Santità e Croce
Tanto più come missionari e missionarie – affermava S. Giuseppe Allamano – dobbiamo sapere entrare ne mistero della croce (Cf. Così vi voglio, n. 136). Come posso io calarmi nella vita della nostra gente, nel groviglio di sofferenza che accompagna tanti popoli nel mondo d’oggi e diventare voce di speranza e consolazione, annuncio di salvezza, senza percorrere lo stesso itinerario di Gesù?

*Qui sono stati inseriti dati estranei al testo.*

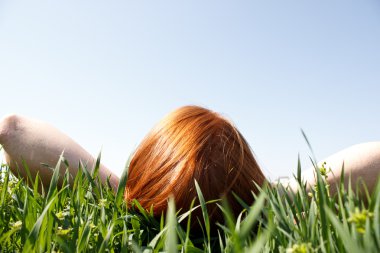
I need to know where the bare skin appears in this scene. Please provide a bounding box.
[0,115,119,189]
[0,115,380,193]
[290,142,380,194]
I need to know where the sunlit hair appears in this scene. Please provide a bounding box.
[125,106,265,221]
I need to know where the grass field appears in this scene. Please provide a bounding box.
[0,153,380,253]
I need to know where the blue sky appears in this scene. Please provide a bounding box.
[0,0,380,179]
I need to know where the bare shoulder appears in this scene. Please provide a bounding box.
[0,114,22,138]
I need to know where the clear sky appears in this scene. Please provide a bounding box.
[0,0,380,179]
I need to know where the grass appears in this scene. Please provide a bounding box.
[0,153,380,253]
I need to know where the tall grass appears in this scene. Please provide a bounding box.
[0,154,380,253]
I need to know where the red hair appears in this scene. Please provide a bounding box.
[125,106,266,221]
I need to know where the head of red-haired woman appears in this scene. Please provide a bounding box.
[125,106,265,227]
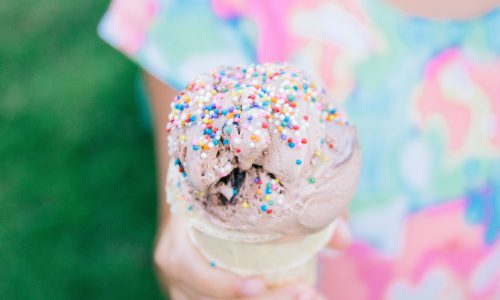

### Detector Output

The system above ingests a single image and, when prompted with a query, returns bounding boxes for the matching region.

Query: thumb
[328,217,352,250]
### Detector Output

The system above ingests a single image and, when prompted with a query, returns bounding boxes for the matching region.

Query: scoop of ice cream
[167,64,360,234]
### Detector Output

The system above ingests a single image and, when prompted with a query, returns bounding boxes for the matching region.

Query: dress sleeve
[98,0,255,89]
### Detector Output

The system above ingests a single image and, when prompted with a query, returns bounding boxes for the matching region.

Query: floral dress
[99,0,500,299]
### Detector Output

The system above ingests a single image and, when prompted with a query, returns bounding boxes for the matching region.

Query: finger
[240,284,324,300]
[157,216,266,299]
[328,217,352,250]
[169,286,194,300]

Nel suo patire in croce, Gesù diventa figura di ogni dolore umano, di ogni rottura e divisione, di ogni malattia ed i quei dolori che ci chiudono i n noi stessi come può essere il buio, l’aridità, il fallimento, la solitudine.
Gesù ci ha detto: “Come ho amato io, così amatevi anche voi l’un l’altro” (Gv 13, 34). Come in una alchimia divina, Gesù crocifisso è capace di cambiare ogni nostro dolore in amore, in comunione. Bisogna che noi riconosciamo il suo volto in ogni dolore, lo accogliamo, dimentichiamo il nostro dolore e ci mettiamo ad amare l’altro.
Invocazioni
Ti ringraziamo o Dio, fonte di ogni bene, per avere donato alla chiesa e al mondo San Giuseppe Allamano,
- Ti chiediamo che, seguendo il suo esempio di quotidiana santità, anche noi collaboriamo all’annuncio del Vangelo affinché tutti abbiano pienezza di vita.
Sollecito nel servizio del tuo popolo, egli si spese in umiltà e saggezza come consolatore degli afflitti e padre e guida di famiglie consacrate alla missione,
- per sua intercessione concedi anche a noi di essere ovunque e sempre testimoni di Cristo Salvatore.
Tu che hai dato alla Chiesa Maria Consolata, come Madre e Sorella,
- fa che tutti i sofferenti e bisognosi trovino, nella sua intercessione, pace e consolazione.
Preghiamo:
O Padre, che hai voluto salvare l’umanità con la croce del tuo Figlio unigenito,
concedi a tutti coloro che hanno conosciuto in terra il suo mistero di amore,
di ottenere in cielo i frutti della sua redenzione.
Egli vive e regna con te nei secoli dei secoli.
Amen.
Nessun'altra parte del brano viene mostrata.